How on earth Kerbal do you get solid rocket stages big enough to get you up to orbit alt before switching to the liquid rockets?
Ok, that's one problem there already: Solid rocket boosters are horribly inefficient. They provide a lot of thrust in a short period of time so they're decent for getting off the ground, but getting
all the way to orbit on nothing but them is going to be a pain unless you really
really know all the quirks of the physics engine... Or use like 4 stages of ridiculous numbers of them I guess.
For getting started, here's what I suggest: (Begin: DRAGNAR'S GUIDE TO GETTING A ROCKET TO ORBIT IN LIKE THE SLOPPIEST WAY EVER.)
1. Start with a core of a capsule, some science instruments, and a small fuel tank+engine on the end of that. (The stumpy little one with 390 ISP in vacuum. Can't recall it's name, but there's not many engines to check!)
2. After a decoupler from what you built in step 1, add two of the tallest liquid fuel tanks you have, and stick the most powerful engine you have on the bottom of that.
3. At this point, you've got a tall thin rocket in two stages. Next, slap on some radial decouplers and solid rocket boosters around that second stage. You should be able to get some basic radial ones with just near-kerbin science, but they can probably be done without anyway. This stage won't reach orbit. Heck, an SRB with
nothing attached won't reach orbit, so one stage of them can't do it no matter what you do.
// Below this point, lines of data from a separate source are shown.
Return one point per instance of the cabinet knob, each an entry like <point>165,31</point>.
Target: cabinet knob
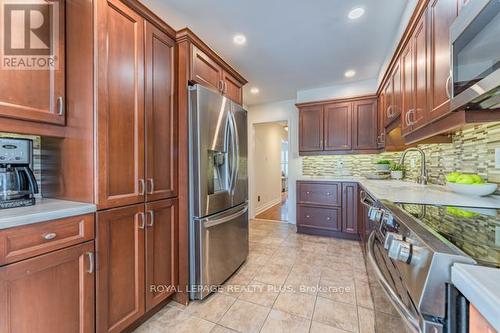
<point>49,236</point>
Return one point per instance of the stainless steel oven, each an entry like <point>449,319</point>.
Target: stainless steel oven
<point>475,57</point>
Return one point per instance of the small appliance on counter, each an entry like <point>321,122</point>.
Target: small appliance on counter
<point>18,185</point>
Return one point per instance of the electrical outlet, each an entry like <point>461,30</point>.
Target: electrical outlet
<point>497,158</point>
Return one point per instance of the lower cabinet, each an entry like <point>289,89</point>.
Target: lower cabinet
<point>59,287</point>
<point>327,215</point>
<point>136,260</point>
That three stage rocket will almost certainly get to orbit. Heck I usually use a somewhat modified version of that basic setup (replacing the SRBs with an asparagus) for early mun/minmus science trips. But you'll need to do it right - you can't just burn straight up, then turn the rocket over once you've reached 70k. Instead, you slowly start tilting the rocket east at 10k - try for being at about a 45 degree angle once you've hit 40k. Once the map says your max height has reached 80k or so, stop burning til you're closer to that height - then point prograde and throttle up til you're in orbit.